ホビージャパン様から、ハリウッド映画のストーリーボードアーティストとして活躍するKelly Gordon Brine(ケリー・ゴードン・ブライン)先生が、シワの描き方を完全ガイドした1冊の一部をご提供いただきました。今回は靴とブーツにできるシワについて紹介します。
靴、ブーツ、スリッパにできるシワには、多くの共通点があります。スリッパ(かかとのある柔らかいもの)の場合、4カ所に大きなシワができます。足首の前側と後ろ側、つま先の上と下です(図9.35)。靴やブーツでは、靴底があるのでつま先の下にシワはできませんが、柔らかいスリッパや靴下ではこの部分にシワができます。
靴は、立った状態で足にフィットするようにデザインされています。この状態では、靴が圧縮されることはなく、シワもできません。しかし、歩いたり、走ったり、つま先で立ったりすると、つま先が反り、足指と足の間の関節部分で靴の上側が圧迫されます。この圧縮の結果、関節の上にあたる部分の革に円筒屈曲シワができます(図9.36)。足首にシワができるのは、一部のハイカットの靴だけです。
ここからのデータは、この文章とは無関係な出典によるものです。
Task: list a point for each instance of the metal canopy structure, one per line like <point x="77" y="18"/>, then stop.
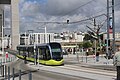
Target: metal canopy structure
<point x="14" y="5"/>
<point x="5" y="1"/>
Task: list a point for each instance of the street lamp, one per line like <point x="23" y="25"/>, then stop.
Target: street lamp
<point x="45" y="39"/>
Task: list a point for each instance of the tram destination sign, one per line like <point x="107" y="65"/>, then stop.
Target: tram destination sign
<point x="5" y="1"/>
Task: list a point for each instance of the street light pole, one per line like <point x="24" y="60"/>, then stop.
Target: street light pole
<point x="45" y="35"/>
<point x="113" y="25"/>
<point x="108" y="25"/>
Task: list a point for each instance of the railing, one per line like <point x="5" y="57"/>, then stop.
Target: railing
<point x="8" y="73"/>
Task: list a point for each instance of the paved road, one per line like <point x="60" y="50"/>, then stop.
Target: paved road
<point x="72" y="70"/>
<point x="40" y="74"/>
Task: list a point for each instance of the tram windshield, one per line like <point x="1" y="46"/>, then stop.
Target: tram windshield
<point x="56" y="50"/>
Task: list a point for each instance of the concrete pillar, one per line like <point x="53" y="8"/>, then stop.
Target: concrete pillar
<point x="15" y="23"/>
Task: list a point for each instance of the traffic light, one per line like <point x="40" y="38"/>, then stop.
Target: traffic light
<point x="108" y="42"/>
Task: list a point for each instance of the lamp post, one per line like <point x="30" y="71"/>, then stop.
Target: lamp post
<point x="45" y="39"/>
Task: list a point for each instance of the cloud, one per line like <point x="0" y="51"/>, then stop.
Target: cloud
<point x="61" y="10"/>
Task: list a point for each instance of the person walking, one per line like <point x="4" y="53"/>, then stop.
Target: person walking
<point x="116" y="62"/>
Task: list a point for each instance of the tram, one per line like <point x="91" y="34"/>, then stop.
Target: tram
<point x="47" y="53"/>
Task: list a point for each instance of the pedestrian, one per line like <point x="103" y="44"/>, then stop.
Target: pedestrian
<point x="97" y="56"/>
<point x="116" y="62"/>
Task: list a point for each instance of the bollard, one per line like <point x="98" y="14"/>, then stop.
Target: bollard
<point x="19" y="74"/>
<point x="13" y="71"/>
<point x="8" y="72"/>
<point x="30" y="75"/>
<point x="2" y="70"/>
<point x="5" y="72"/>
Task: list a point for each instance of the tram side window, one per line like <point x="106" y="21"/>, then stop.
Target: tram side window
<point x="43" y="53"/>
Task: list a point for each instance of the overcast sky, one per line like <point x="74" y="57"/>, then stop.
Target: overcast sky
<point x="32" y="11"/>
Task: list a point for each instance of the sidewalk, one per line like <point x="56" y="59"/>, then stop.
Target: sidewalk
<point x="89" y="62"/>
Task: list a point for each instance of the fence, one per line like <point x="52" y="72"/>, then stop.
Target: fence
<point x="8" y="73"/>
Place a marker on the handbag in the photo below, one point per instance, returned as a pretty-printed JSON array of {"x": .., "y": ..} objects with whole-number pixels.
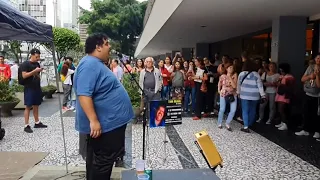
[
  {"x": 229, "y": 98},
  {"x": 310, "y": 86},
  {"x": 282, "y": 89},
  {"x": 203, "y": 87}
]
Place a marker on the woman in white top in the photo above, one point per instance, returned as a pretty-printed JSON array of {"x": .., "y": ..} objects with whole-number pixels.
[
  {"x": 168, "y": 65},
  {"x": 270, "y": 82},
  {"x": 66, "y": 73},
  {"x": 200, "y": 78}
]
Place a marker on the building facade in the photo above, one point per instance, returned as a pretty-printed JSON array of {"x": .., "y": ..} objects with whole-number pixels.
[
  {"x": 14, "y": 3},
  {"x": 70, "y": 15},
  {"x": 35, "y": 8},
  {"x": 83, "y": 28}
]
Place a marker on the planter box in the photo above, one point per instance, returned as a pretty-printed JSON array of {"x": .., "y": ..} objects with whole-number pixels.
[{"x": 20, "y": 96}]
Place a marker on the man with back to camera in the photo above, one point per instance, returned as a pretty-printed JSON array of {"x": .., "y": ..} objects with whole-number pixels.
[
  {"x": 103, "y": 108},
  {"x": 30, "y": 74}
]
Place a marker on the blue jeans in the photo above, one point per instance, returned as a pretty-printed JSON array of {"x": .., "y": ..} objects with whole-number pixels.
[
  {"x": 188, "y": 92},
  {"x": 164, "y": 92},
  {"x": 249, "y": 109},
  {"x": 223, "y": 105}
]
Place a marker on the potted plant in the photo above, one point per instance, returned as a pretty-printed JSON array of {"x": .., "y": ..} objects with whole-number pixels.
[
  {"x": 133, "y": 91},
  {"x": 19, "y": 92},
  {"x": 8, "y": 99},
  {"x": 48, "y": 91}
]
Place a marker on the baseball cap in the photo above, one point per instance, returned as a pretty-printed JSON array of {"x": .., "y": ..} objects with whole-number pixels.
[{"x": 35, "y": 51}]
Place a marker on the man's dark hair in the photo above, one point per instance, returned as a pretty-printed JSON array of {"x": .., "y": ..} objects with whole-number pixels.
[
  {"x": 94, "y": 40},
  {"x": 35, "y": 51},
  {"x": 244, "y": 54},
  {"x": 226, "y": 56},
  {"x": 249, "y": 66},
  {"x": 286, "y": 68},
  {"x": 69, "y": 58}
]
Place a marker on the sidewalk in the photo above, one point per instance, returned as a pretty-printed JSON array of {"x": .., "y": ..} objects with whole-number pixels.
[{"x": 55, "y": 172}]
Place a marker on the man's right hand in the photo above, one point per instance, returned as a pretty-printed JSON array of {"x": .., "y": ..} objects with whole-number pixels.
[
  {"x": 312, "y": 76},
  {"x": 37, "y": 70},
  {"x": 95, "y": 129}
]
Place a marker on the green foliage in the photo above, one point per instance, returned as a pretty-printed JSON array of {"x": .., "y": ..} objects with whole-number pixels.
[
  {"x": 64, "y": 41},
  {"x": 77, "y": 53},
  {"x": 14, "y": 48},
  {"x": 6, "y": 93},
  {"x": 49, "y": 88},
  {"x": 16, "y": 87},
  {"x": 132, "y": 89},
  {"x": 121, "y": 20}
]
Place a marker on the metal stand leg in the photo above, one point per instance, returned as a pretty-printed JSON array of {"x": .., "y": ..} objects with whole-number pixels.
[{"x": 165, "y": 153}]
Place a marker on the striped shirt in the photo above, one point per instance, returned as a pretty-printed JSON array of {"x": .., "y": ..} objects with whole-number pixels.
[{"x": 251, "y": 88}]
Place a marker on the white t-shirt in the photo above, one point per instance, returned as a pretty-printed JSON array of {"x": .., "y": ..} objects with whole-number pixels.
[
  {"x": 68, "y": 79},
  {"x": 270, "y": 79},
  {"x": 199, "y": 73},
  {"x": 169, "y": 68},
  {"x": 14, "y": 71}
]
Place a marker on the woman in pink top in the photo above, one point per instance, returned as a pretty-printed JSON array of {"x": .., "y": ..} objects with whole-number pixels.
[
  {"x": 227, "y": 89},
  {"x": 284, "y": 94}
]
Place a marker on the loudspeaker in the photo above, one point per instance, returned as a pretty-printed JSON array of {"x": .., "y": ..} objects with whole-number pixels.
[{"x": 208, "y": 150}]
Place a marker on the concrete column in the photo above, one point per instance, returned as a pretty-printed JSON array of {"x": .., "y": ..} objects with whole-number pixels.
[
  {"x": 316, "y": 39},
  {"x": 289, "y": 43},
  {"x": 168, "y": 55},
  {"x": 186, "y": 53},
  {"x": 162, "y": 56},
  {"x": 202, "y": 50},
  {"x": 173, "y": 54}
]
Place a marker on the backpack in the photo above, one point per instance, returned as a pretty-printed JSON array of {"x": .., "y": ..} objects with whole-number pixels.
[{"x": 21, "y": 80}]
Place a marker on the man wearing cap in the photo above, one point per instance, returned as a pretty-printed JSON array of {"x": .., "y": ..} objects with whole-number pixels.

ブーツは、立った状態で足が固定されるような形になっています。足首や足の指を曲げたり伸ばしたりすると、すぐにシワができます。 つま先で立ったり、歩いたり、走ったりすると、足の甲側が圧縮され、つま先と足との関節の上に円筒屈曲シワができます。歩行中後ろになっている足では足関節の前部に、前に出ている足では足関節の後部に円筒屈曲シワができます(図9. 37)。
シワについて学ぶ上では、いろいろなシワを描いてみて楽しむことも大事です。図9.38では、いろいろなキャラクターの衣服のシワを想像しながら描いてみました。